Discontinued: August 1986.

Miscellanea

  • The Lisa included a single parallel port, which was dropped later in the Lisa 2 and MacXL. The Lisa 2 and MacXL used 2 400 kB Sony 3.5″ floppy drives, and both had 10 MB hard drives. An optional screen upgrade was available which allowed the Mac XL to use square pixels, for better Mac OS emulation. Screen resolution after this upgrade was 608 x 431.
  • While the documentation shipped with the original Lisa only ever referred to it as The Lisa, officially, Apple stated the name was an acronym for Local Integrated System Architecture or “LISA”. Since Steve Jobs’s first daughter (born in 1978) was named Lisa Nicole Brennan, it was usually inferred that the name also had a personal association, and perhaps that the acronym was a backronym invented later to fit the name. Andy Hertzfeld states the acronym was reverse engineered from the name “Lisa” in late 1982 by the Apple marketing team, after they had hired a marketing consultancy firm to come up with names to replace “Lisa” and “Macintosh” (at the time considered by Jef Raskin to be merely internal project codenames) and then rejected all of the suggestions. Privately, Hertzfeld and the other software developers used “Lisa: Invented Stupid Acronym”, a recursive backronym, while computer industry pundits coined the term “Let’s Invent Some Acronym” to fit the Lisa’s name. Decades later, Jobs would tell his biographer Walter Isaacson: “Obviously it was named for my daughter.” (source: Wikipedia about Lisa computer).
  • Said to be named for one of its designer’s daughters (see paragraph above), the Lisa was the first personal computer to use a Graphical User Interface and it was aimed mainly at large businesses.
  • Apple promoted the Lisa computer announcing that the machine would increase productivity by making computers easier to work with. The Lisa had a Motorola 68000 Processor running at 5 MHz, 1 MB of RAM two 5.25″ 871 kB floppy drives, an external 5 MB hard drive, and a built in 12″ 720 x 360 monochrome monitor. At $9,995 it was a plunge few businesses were willing to take.
  • When the Macintosh came out in 1984 for significantly less money, it eroded the Lisa’s credibility further. Realizing this, Apple released the Lisa 2 at the same time as the Mac. The Lisa 2 cost half as much as the original, replaced the two 5.25″ drives with a single 400 kB 3.5″ drive, and offered configurations with up to 2 MB of RAM, and a 10 MB hard drive. In January 1985, the Lisa 2/10 was renamed the Macintosh XL, and outfitted with MacWorks, an emulator that allowed the Lisa to run the Mac OS. The XL was discontinued later that year.
  • In fact one of the Lisa’s most important roles in Apple history was that this computer served as a programming platform for the early Macs.
  • Lisa’s real-time clock depended on a 4 x AA-cell NiCd pack of batteries that only lasted for a few hours when mains power were not present.

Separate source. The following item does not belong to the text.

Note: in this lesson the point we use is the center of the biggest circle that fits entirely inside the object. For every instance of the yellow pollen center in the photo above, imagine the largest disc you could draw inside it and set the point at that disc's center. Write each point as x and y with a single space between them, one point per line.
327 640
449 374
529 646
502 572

Besides the packs often busts open and leaks corrosive acid that ruins the circuit boards.
  • More than 100,000 Apple Lisa computers were fabricated and sold in two years, from 1983 to 1885, as the high price, relatively low performance and unreliable Twiggy floppy disks led to poor sales.
  • The cheaper and better version of Lisa personal computer was released it in January 1984.
  • The final revision of the Lisa, the 2/10, was sold as the Macintosh XL.
  • Third-party software: A significant impediment to third-party software on the Apple Lisa was the fact that, when first launched, the Lisa Office System could not be used to write programs for itself. Indeed, a separate development OS, called Lisa Workshop, was required. During this development process, engineers would alternate between the two OSes at startup, writing and compiling code on one OS and testing it on the other. Later, the same Lisa Workshop was used to develop software for the Macintosh. After a few years, a Macintosh-native development system was developed. For most of its lifetime, the Lisa never went beyond the original seven applications that Apple had deemed enough to “do everything”, although UniPress Software did offer Unix for $495.